Analysis of Neurogenesis in Mutation-Confirmed fAD Postmortem Hippocampal Tissue (A) TUJ1-positive projections (black arrows) crossing the granule layer of the dentate gyrus in the hippocampus, employed as a marker for newly generated neurons. (B) Quantification of newborn neurons in the hippocampi per 200 μm. (C) NESTIN was used as a marker for NSCs. (D) Quantification of the number of NESTIN-positive cells in contact with the granule layer of the dentate gyrus per 200 μm. (E) Correlation of TUJ1 fibers (newborn neurons) with age at death per case. The black line is the regression line for all data. (F) Correlation of TUJ1 fibers (newborn neurons) with disease duration.
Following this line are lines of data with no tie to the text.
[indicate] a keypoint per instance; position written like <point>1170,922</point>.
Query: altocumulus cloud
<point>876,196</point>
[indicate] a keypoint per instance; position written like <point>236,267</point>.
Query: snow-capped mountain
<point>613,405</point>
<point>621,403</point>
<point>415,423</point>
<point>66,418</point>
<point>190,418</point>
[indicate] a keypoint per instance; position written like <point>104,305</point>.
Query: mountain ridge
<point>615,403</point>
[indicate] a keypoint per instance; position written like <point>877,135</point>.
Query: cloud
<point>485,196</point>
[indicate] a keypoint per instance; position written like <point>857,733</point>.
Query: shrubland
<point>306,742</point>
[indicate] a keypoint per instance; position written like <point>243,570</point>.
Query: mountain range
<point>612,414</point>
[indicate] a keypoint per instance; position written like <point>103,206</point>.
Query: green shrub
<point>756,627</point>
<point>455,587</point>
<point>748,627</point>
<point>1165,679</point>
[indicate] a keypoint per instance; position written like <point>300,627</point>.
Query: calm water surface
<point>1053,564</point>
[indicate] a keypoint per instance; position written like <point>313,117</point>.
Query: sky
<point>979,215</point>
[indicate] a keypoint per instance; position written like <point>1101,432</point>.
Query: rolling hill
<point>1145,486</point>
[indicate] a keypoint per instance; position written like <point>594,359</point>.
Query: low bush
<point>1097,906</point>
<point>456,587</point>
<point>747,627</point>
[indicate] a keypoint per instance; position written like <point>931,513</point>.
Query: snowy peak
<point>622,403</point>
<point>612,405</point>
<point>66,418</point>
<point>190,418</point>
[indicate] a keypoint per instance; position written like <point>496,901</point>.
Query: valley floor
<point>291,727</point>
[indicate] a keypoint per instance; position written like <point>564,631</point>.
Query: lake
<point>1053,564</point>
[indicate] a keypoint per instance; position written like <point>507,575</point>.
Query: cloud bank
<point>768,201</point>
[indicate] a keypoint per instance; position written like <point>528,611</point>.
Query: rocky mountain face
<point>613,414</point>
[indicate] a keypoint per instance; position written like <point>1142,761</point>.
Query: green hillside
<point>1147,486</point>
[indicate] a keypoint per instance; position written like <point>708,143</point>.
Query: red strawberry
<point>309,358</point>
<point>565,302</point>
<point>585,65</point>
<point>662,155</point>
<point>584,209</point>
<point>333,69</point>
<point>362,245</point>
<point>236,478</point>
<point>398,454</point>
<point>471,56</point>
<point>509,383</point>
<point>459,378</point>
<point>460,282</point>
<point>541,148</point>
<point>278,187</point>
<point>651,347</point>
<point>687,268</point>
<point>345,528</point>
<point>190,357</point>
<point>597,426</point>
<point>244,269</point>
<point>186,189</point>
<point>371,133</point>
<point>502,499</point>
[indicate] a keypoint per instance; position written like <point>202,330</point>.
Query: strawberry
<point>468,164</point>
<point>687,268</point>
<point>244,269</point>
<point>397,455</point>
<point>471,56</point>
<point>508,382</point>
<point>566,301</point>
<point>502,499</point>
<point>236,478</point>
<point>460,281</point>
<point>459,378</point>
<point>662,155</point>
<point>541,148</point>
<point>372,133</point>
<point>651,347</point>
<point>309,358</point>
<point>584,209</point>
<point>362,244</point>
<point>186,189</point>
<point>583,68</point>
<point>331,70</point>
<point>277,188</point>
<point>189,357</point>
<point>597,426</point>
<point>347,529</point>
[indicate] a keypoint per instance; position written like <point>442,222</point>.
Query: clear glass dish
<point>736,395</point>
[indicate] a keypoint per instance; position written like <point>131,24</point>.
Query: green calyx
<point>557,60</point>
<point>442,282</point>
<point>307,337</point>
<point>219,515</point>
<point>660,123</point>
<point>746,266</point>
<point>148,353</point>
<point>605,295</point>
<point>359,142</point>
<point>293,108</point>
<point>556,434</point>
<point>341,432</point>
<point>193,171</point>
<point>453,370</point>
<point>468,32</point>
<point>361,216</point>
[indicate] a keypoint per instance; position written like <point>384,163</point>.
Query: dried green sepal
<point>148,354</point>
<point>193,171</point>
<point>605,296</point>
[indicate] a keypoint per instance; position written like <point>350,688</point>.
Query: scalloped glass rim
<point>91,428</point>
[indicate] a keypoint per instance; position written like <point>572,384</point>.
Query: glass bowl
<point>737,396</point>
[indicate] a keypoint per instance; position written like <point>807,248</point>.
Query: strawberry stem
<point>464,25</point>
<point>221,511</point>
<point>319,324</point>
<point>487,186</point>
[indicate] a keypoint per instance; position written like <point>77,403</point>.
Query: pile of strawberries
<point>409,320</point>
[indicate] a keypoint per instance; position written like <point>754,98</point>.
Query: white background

The black line is the regression line for all data. Scale bar represents 100 μm. ^∗∗p < 0.01 via ANOVA with post hoc Tukey’s analysis, as indicated in Table S1. R-squared values are shown in Table S1. Comparisons represent multiple fields of view for each brain (n = 1). Blue, control; purple, APP V717I; pink, mutations in the PSEN1 extracellular loop; green, mutations in PSEN1 transmembrane and intracellular domains. Error bars represent standard error of the mean.